「父と暮せば」「吉里吉里人」「ひょっこりひょうたん島」など、笑いと社会批評を織り交ぜた戯曲や小説を発表、平和運動にも取り組んだ劇作家、作家で文化功労者の井上ひさし(いのうえ・ひさし、本名・廈=ひさし)さんが9日午後10時22分、肺がんのため神奈川県鎌倉市の自宅で死去した。75歳。昨年10月に肺がんが見つかり、闘病を続けていたが、入院先から帰宅した9日夕方、容体が急変した。舞台、映画化作品も多く、若手からベテランまで芸能界からも惜しむ声が相次いだ。
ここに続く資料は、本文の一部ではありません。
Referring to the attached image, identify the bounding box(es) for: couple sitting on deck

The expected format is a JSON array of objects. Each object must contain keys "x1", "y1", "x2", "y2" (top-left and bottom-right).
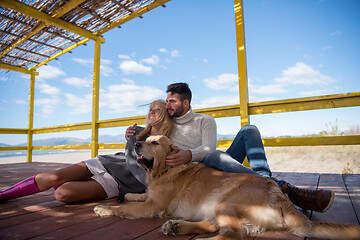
[{"x1": 0, "y1": 82, "x2": 334, "y2": 213}]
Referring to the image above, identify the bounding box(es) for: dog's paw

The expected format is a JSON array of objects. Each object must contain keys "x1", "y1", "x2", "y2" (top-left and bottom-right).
[
  {"x1": 162, "y1": 220, "x2": 182, "y2": 235},
  {"x1": 93, "y1": 205, "x2": 114, "y2": 217}
]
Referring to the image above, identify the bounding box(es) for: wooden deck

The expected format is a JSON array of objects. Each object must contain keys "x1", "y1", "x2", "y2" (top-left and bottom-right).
[{"x1": 0, "y1": 162, "x2": 359, "y2": 240}]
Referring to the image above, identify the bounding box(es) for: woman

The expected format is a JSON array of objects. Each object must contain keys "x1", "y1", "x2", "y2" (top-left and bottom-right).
[{"x1": 0, "y1": 100, "x2": 173, "y2": 204}]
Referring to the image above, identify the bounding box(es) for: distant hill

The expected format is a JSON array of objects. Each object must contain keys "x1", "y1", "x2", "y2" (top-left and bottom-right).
[
  {"x1": 33, "y1": 137, "x2": 89, "y2": 146},
  {"x1": 0, "y1": 143, "x2": 11, "y2": 147}
]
先代である母の名前がついた「ある八重子物語」を井上さんが執筆し、「拝啓水谷八重子様 往復書簡」を共著している女優の水谷八重子(70)は、突然の悲報に声を失った。本紙の取材に「えっ?」と声を上げた後、しばし沈黙。その後「闘病生活を送っているのは知っていたし、奥様とも話していたのに…」と絞り出すように語った。最初に頭に浮かんだことは「きれいな日本語が、いっぱい死んでしまったという思いです」と水谷。何よりも、井上さんが使う言葉のファンだったという。
「ある―」では脚本が遅れ、物語のラストにある約9分の長ぜりふを短期間で覚えなければいけないことがあった。「周囲から『(せりふを)切ろうか?』と言われたが、先生の手書きの丸っこい文字を見たら、そんなことは言えなかった」と振り返った。「必ず治ると思っていた。悲しいというよりも、悔しいです」と、かみしめるように話していた。